According to Micrometer, a monthly report from Microfinance Institutions Network (MFIN), a self-regulatory organisation (SRO) governing the industry, Kerala has nine NBFC-MFIs spread across 303 branches, with a gross loan portfolio of ₹2,237 crore as on June 30, 2018.

Besides, Kerala has two SFBs — ESAF and Ujjivan. Together, MFIs and SFBs have a combined exposure of about ₹5,100 crore in the State.

According to the MFIN report, Kerala’s portfolio at risk (PAR-30) for Q1 FY2018-19 was 2.62 per cent, which will be adversaly affected in the subsequent quarters.

PAR-30 refers to the total principal value outstanding of loans that have at least one payment overdue for more than 30 days. “It (floods) will have short-term effect on the PAR; however, the resilience exhibited by the affected people and collective solidarity shown by the public and with government support we expect normalcy earlier than expected,” said Paul Thomas, Founder, ESAF Group of Social Enterprises.

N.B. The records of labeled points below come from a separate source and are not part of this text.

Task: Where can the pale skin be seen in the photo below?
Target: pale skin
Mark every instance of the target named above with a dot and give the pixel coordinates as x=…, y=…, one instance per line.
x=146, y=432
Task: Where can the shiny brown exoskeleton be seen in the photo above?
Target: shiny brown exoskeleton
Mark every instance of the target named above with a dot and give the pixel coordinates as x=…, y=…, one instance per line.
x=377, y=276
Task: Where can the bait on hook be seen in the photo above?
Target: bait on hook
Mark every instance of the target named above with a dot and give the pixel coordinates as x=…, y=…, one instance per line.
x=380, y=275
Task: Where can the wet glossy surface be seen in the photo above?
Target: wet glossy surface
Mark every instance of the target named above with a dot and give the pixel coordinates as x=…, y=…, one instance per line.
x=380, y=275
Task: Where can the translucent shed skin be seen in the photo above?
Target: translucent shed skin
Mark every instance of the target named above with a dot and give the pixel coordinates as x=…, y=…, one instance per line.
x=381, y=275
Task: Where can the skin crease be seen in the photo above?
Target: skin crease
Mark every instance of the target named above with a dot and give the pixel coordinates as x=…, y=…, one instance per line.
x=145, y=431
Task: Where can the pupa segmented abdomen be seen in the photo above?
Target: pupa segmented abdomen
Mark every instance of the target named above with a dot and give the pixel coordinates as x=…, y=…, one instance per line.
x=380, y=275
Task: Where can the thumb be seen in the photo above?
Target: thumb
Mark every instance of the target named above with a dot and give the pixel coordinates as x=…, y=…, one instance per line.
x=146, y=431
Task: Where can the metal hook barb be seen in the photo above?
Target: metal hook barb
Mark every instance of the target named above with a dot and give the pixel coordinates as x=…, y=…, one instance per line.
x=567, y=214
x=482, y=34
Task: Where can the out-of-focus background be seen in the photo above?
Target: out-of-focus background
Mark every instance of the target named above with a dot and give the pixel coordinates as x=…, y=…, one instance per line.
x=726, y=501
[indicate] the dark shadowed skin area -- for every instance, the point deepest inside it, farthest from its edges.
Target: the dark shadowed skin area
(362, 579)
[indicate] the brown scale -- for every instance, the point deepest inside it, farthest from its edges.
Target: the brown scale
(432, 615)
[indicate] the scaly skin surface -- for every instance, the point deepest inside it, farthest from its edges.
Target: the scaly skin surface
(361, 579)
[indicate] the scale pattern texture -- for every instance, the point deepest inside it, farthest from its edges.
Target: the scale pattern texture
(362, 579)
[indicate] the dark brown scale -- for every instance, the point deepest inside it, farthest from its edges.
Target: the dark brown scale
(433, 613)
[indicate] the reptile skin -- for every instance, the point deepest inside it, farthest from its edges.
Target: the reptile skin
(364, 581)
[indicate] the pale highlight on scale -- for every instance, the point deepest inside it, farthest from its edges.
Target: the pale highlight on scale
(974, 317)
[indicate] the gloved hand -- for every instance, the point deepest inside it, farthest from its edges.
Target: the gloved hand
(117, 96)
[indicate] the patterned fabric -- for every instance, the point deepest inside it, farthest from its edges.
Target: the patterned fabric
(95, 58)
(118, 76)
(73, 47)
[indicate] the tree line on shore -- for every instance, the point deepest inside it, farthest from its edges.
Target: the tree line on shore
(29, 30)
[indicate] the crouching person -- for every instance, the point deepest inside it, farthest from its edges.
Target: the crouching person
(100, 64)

“Our total exposure in the flood-hit area is around ₹550 crore, which is less than 15 per cent of our total loan portfolio,” said Thomas.

Besides financial uncertainties, MFIs are also facing operational challenges in the form of slowdown in recovery since many of the MFI employees themselves have been affected by the floods and are in the process of rebuilding their properties.

“We have already designed a quick emergency advance for the affected,” Thomas said, adding that customer-wise requirements for extending the relief measures suggested by the State-Level Banking Committee (SLBC) are being assessed.

“With the level of resilience shown by people of Kerala, we believe things will soon improve,” said Udaya Kumar, President, MFIN.

In accordance with the RBI guidelines on natural calamity, the SLBC had earlier directed MFIs in the State to provide repayment holiday to borrowers till August 31.

“We have also requested our members to extend more time for customers to repay their dues and our members (MFIs) are very sensitive to the situation,” Kumar added.

Credit demand

According to a report from India Ratings, credit demand in Kerala is estimated to increase to ₹11,300 crore in FY19, with over 45 per cent of the Kerala population affected. “Definitely there will be a surge in demand for credit, especially in the areas of house construction, repairs and renovation and consumption,” said Thomas.

Manappuram Finance, a leading gold loan NBFC based in Kerala, said its assets under management (AUM) in Kerala is over ₹1,100 crore, of which ₹650 crore is derived from flood-hit districts, 70 per cent from gold loans, and the rest from microfinance, home loans, vehicle loans and SME lending.

“As gold loans are a popular way to raise money for emergencies and unforeseen events, we expect an initial uptick in demand for gold loans,” said VP Nandakumar, MD & CEO, Manappuram Finance.

However, when funds for rehabilitation and reconstruction start flowing in, the demand will likely get back to normal, added Nandakumar.